If Toys ‘R’ Us really goes, then the backwards R will more or less vanish from the mini-malls that cover so much of this continent. The fun-time retailer was its last reliable haunt in public view, and now that it has vanished, who will teach the children to plaintively decorate their letters with kid-whimsy?

According to public records, unlike the late Rodney Dangerfield, Toys ‘R Us refused to pray for death, and kept on trucking, as much trucking as was possible. It was debt that shut them down, that shuttered them: five billion dollars of it. Per the Post:

Toys R Us has been spiraling toward bankruptcy for years as it failed to keep up with competitors. Analysts cited many reasons for the company’s demise: Lousy in-store customer service, a second-rate website and prices that are often higher than at many of its big-box competitors. Add to that piles of mounting debt — much of it dating to a 2005 leveraged buyout — and it was clear, many said, that the 60-year-old brand was in trouble. “When you’re cursed with all this debt, there’s no way you can compete anymore,” said Howard Davidowitz, a retail consultant who worked with Toys R Us in the 1980s and 1990s. “Now they’re running up and down the halls trying to pick up the pieces, but there’s no way around it: This is a very bad situation, and it will weaken the company forever.”

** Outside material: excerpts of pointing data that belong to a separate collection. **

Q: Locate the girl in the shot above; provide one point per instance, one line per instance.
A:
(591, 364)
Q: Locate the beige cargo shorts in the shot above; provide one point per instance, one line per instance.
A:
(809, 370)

The chain said they’d keep stores open; who can say how long that will last? Time was, the New Jersey company was the nation’s biggest wheel on the toy circuit. Even today, they own 1600 stores worldwide, employing roughly 65,000 people. Strange, that toy magnates were once a thing—it seems otherworldly, when we consider it in the bleak retail hangover that is the New Economy.

Amazon reaps everything, in the end. As one Internet commenter pointed out, under communism, the citizens got all their goods from a single, state-owned retailer. In late-stage capitalism, we all buy our material from Amazon. What a vast distinction between the two systems. “Poetic” isn’t exactly the right word for what has happened to Toys ‘R’ Us—but “preordained” might be. As the other toy stores began to fall, Toys ‘R’ Us snapped them up. Geoffrey was a consumer of the first order. Consider FAO Schwartz, another vanished relic of the toy-store age, was bought by Toys ‘R’ Us—it suffered a downturn and then a buy-out, just like KB Toys and all of the other one-time toy magnates that used to sprawl across North America. Toys ‘R’ Us was a Wal-Mart for toys, and that’s not a good thing.

The Wall Street Journal argued that Toys ‘R’ Us was a typical example of a “category killer”—a retailer who hunted hundreds of independent and self-sustaining toy stores to extinction:

“They are the last major free-standing toy retailer in the U.S.,” said Jim Silver, the chief executive of TTPM, a website that reviews thousands of toys each year for consumers. As the testing ground for new products, Toys ‘R’ Us often identifies hits before rivals, as it did with ZhuZhu pets in 2009, Mr. Silver said. “But like many other big-box chains, including Borders, Circuit City and Sports Authority, Toys ‘R’ Us struggled with the rise of discounters like Wal-Mart Stores Inc. and Target Corp. , and more recently, Amazon.com Inc. It was late to develop and expand its e-commerce business and placed big bets on licensed toys for ‘Star Wars’ and Lego movies that missed expectations.”

Toys ‘R’ Us is the archetypal example of the carnivore who is consumed in turn. Toys are one of the first purchases Americans make with their own money, and there’s an odd poetry that the last graduate of the toy wars should be the first whale of retail to be harpooned this fall. As the latter days of the Internet have shown us, like everything else in America these days, selling toys is hardly recess. Toys ‘R’ Us made sport of their competitors and creditors, and now their competitors make sport of them. As in most games, fair play holds.